Novel magnetic nanotransducers for non-invasive neural stimulation

About This Grant

Project Summary/Abstract This proposal is aimed at developing a novel magnetic nanotransducer that can provide deep tissue electric stimulation. Electrical stimulation has long been used to treat various neurological conditions such as Parkinson’s, epilepsy, pain, or sensory deficits. But it is invasive and has limitations associated the electrodes that need to be implanted. Transcranial magnetic stimulation is a non-invasive technique but suffers from poor spatial selectivity and high power consumption. Optogenetic approaches are hampered by the limited light penetration in brain tissues and usually require an implantable device. A non-invasive technique that can deliver sufficiently strong stimulation to reliably trigger neural activity, and allow targeting of specific areas or cell types, could enable designing effective, specific and long-lasting brain implants to treat a number of neurological conditions much more effectively than what’s possible today.
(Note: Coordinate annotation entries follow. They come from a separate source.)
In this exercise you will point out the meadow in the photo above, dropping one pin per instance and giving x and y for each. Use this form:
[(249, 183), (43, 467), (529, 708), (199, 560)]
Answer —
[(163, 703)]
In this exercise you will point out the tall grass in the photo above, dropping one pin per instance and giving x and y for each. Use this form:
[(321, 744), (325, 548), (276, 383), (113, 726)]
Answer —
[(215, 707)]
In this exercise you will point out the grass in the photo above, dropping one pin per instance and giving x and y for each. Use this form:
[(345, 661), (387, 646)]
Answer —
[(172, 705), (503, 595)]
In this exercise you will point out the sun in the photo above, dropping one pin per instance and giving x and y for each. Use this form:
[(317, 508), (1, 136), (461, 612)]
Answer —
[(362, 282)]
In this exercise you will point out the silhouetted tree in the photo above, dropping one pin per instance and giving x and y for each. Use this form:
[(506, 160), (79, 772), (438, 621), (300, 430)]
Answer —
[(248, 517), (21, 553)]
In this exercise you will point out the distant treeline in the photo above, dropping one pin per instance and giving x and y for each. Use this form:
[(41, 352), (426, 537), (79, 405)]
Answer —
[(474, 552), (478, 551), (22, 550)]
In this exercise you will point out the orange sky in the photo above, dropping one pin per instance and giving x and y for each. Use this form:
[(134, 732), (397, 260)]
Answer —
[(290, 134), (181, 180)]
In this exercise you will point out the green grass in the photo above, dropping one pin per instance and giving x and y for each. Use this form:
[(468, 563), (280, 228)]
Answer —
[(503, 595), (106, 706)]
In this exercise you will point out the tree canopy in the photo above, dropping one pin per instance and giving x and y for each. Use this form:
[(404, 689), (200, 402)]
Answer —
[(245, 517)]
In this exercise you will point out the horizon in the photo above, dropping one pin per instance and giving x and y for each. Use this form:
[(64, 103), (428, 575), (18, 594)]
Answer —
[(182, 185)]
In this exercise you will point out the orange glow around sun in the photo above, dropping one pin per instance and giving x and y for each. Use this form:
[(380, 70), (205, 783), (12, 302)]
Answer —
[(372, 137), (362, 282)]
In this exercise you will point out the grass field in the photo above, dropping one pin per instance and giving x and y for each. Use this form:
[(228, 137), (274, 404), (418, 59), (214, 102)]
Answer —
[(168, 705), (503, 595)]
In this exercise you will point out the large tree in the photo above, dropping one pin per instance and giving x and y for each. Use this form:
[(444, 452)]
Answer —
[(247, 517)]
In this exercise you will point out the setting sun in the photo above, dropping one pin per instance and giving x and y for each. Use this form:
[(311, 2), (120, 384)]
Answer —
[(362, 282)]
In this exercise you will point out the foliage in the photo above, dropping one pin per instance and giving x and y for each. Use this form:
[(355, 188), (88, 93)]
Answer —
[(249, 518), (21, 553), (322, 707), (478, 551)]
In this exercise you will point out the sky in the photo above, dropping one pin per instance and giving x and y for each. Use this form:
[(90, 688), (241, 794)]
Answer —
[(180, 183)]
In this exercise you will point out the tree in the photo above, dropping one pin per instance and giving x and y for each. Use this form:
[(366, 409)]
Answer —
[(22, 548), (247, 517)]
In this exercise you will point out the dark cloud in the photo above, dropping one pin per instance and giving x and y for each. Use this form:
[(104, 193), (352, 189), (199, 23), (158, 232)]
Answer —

To address this long-standing challenge, we propose to develop a novel nanotransducer that can generate electric potentials up to ~100 mV upon application of an external magnetic field. The nanotransducers have a size of a few hundred nanometers and can be directly injected into tissues or organs. Once placed in the target area, the produced voltages are controlled remotely by an external magnetic field. Thanks to the excellent tissue penetration of magnetic fields but also to the novel design of the nanotransducer, the operating distance is on the order of 1 ~ 10 centimeters, enabling truly deep tissue stimulation. Compared to the current non-invasive technologies, our approach will provide orders of magnitude stronger electrical stimulations. In this proposal, we will develop an ingenuous fabrication method to produce the nanotransducers and validate their efficacy through a comprehensive set of in-vitro, in-vivo and behavioral experiments.